In the story, a poor man nurses a sick crane back to life. After releasing it, he meets a woman who becomes his wife. She weaves fine silk clothes that they sell at the market, until the husband peeks in on her one day and finds his wife is actually the crane, weaving the clothes from feathers she plucks from her own body. The crane wife flies away, never to return.

“One of the things that I like about it is that it is so open-ended morally. It didn’t really try to give you any kind of cut-and-dried lesson that I could discern,” Meloy says of the tale.

The Crane Wife was inspired partly by the Decemberists’ 2004 EP The Tain, another epic song cycle, about a violent cattle raid in Ireland. Though it came out before 2005’s Picaresque, it was written more recently.

“We started rehearsing all these songs that would eventually be on Picaresque, but we liked the songs so much we decided that we would wait for a record and we should do something else entirely [for the EP]. I was like, ‘Well, I kind of have an idea for this big, long, prog-metal suite,’ and everybody was, ‘Yeah, that sounds great,’” Meloy recalls.

As an old-time punk rocker who counts the Replacements’ Let It Be as his favorite album, undertaking a prog epic is not done without trepidation.

“It’s delicate territory because the accepted approach, the accepted idea of that music is it’s the music that punk rock tore down,” Meloy says. “That doesn’t mean to say that ELP putting classical flourishes into their songs is bad – I think it was a noble and vital experiment at the time – it was just the context. They were kind of victims of their context.”

With four full-length albums under their belt, the Decemberists are comfortable with each other, and able to explore more of the musical universe. The Crane Wife, because of the tight time deadline they were under, was the most collaborative of their efforts to date and gave the band a chance to really dig into its influences, according to Meloy.

“We’re a record-collectors band. We’re kind of music academics in a weird way,” he says. “One of the great things about being in a band with a bunch of people who are not only amazing players but also really well-versed in the history of music, you can really touch on any era that you want to, and do it pretty soundly. That just opens up a lot of the opportunity.”

Meloy has no problem copping to these influences.
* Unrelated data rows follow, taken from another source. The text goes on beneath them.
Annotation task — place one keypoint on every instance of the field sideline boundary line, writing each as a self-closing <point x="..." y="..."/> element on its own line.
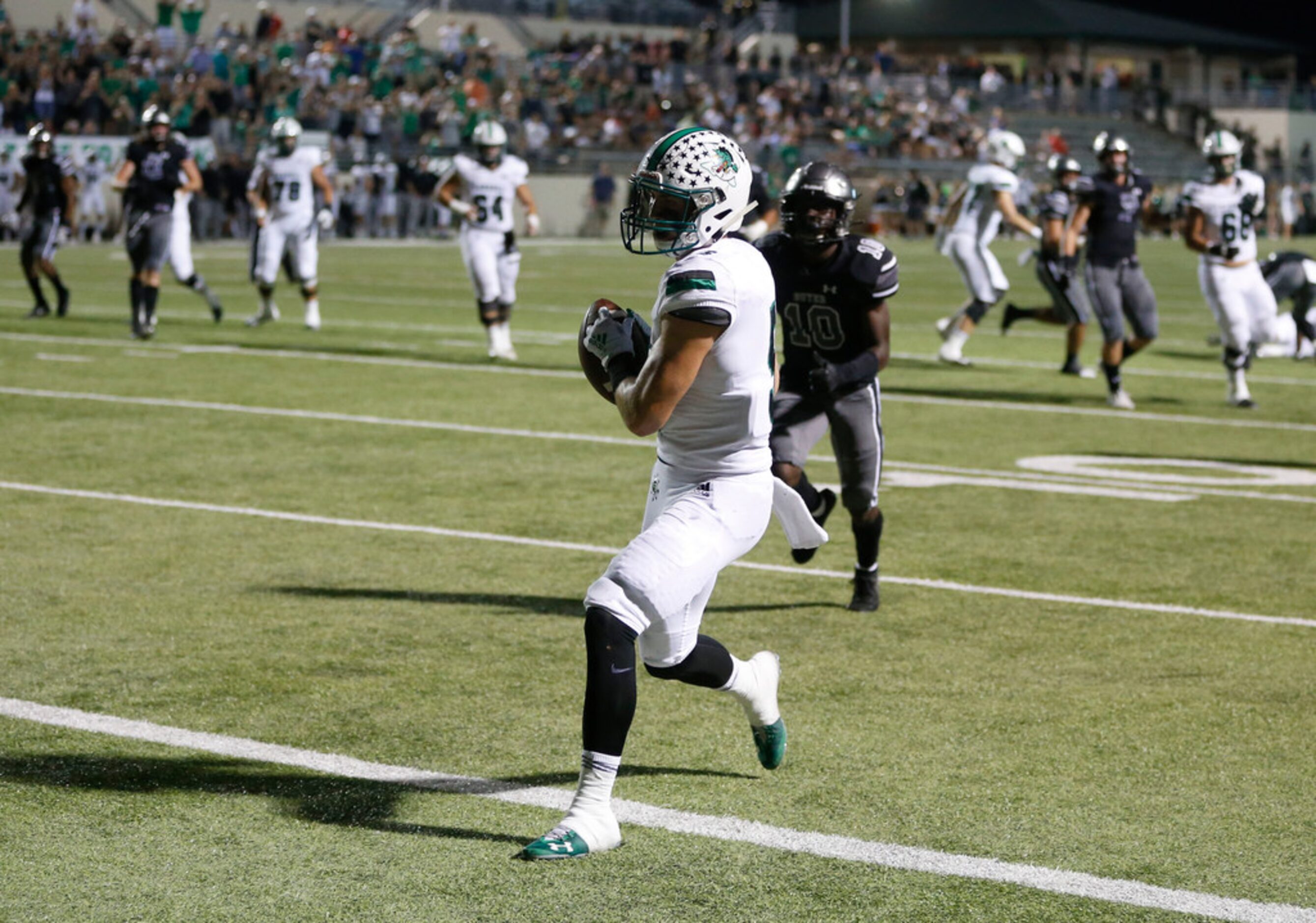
<point x="374" y="420"/>
<point x="735" y="830"/>
<point x="1099" y="602"/>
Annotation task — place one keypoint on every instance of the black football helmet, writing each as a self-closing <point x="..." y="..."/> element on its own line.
<point x="1107" y="144"/>
<point x="816" y="204"/>
<point x="1061" y="166"/>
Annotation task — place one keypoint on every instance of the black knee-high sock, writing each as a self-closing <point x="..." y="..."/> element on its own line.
<point x="34" y="284"/>
<point x="610" y="688"/>
<point x="868" y="536"/>
<point x="709" y="665"/>
<point x="808" y="493"/>
<point x="1114" y="378"/>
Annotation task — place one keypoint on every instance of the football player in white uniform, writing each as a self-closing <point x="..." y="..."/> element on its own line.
<point x="968" y="230"/>
<point x="706" y="389"/>
<point x="181" y="255"/>
<point x="282" y="194"/>
<point x="488" y="243"/>
<point x="91" y="206"/>
<point x="1220" y="226"/>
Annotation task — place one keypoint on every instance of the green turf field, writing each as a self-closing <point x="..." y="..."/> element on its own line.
<point x="1084" y="692"/>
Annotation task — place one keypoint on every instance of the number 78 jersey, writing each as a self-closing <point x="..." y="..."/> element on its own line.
<point x="291" y="195"/>
<point x="1230" y="208"/>
<point x="491" y="190"/>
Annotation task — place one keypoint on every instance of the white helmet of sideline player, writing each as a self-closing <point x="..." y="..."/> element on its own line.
<point x="1003" y="148"/>
<point x="285" y="133"/>
<point x="488" y="139"/>
<point x="1222" y="150"/>
<point x="690" y="189"/>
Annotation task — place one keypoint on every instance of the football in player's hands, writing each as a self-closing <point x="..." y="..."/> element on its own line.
<point x="593" y="364"/>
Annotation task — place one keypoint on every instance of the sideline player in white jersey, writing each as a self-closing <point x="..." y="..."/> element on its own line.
<point x="11" y="178"/>
<point x="488" y="243"/>
<point x="284" y="198"/>
<point x="91" y="206"/>
<point x="1220" y="226"/>
<point x="706" y="389"/>
<point x="181" y="253"/>
<point x="383" y="206"/>
<point x="968" y="230"/>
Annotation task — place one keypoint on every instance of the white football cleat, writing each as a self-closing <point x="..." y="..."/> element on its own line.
<point x="263" y="315"/>
<point x="1120" y="401"/>
<point x="952" y="353"/>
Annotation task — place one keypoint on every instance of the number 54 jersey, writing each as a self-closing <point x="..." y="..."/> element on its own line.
<point x="291" y="194"/>
<point x="1230" y="208"/>
<point x="826" y="309"/>
<point x="491" y="190"/>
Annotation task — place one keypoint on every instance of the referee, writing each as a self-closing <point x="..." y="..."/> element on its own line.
<point x="152" y="173"/>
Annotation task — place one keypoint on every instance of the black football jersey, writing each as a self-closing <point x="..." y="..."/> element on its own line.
<point x="45" y="183"/>
<point x="826" y="309"/>
<point x="1057" y="204"/>
<point x="1113" y="228"/>
<point x="157" y="174"/>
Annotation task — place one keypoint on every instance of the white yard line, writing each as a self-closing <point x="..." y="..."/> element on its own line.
<point x="973" y="476"/>
<point x="1161" y="609"/>
<point x="570" y="375"/>
<point x="731" y="830"/>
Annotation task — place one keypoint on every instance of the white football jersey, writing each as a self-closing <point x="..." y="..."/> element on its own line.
<point x="291" y="195"/>
<point x="723" y="423"/>
<point x="386" y="178"/>
<point x="1227" y="219"/>
<point x="491" y="191"/>
<point x="978" y="214"/>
He readily admits that R.E.M.’s “Seven Chinese Brothers,” was a major inspiration for the single “O Valencia!”

“It needed a hook and an opening, so we actually put it on and figured out what they were doing and did a variation on that,” Meloy reports. “The drum beat is actually directly pulled from ‘Seven Chinese Brothers’ and the guitar line is vaguely drawing from it. It’s its own version of the guitar line. We actually checked it out with Pete Buck later, and he seemed to be fine with it.”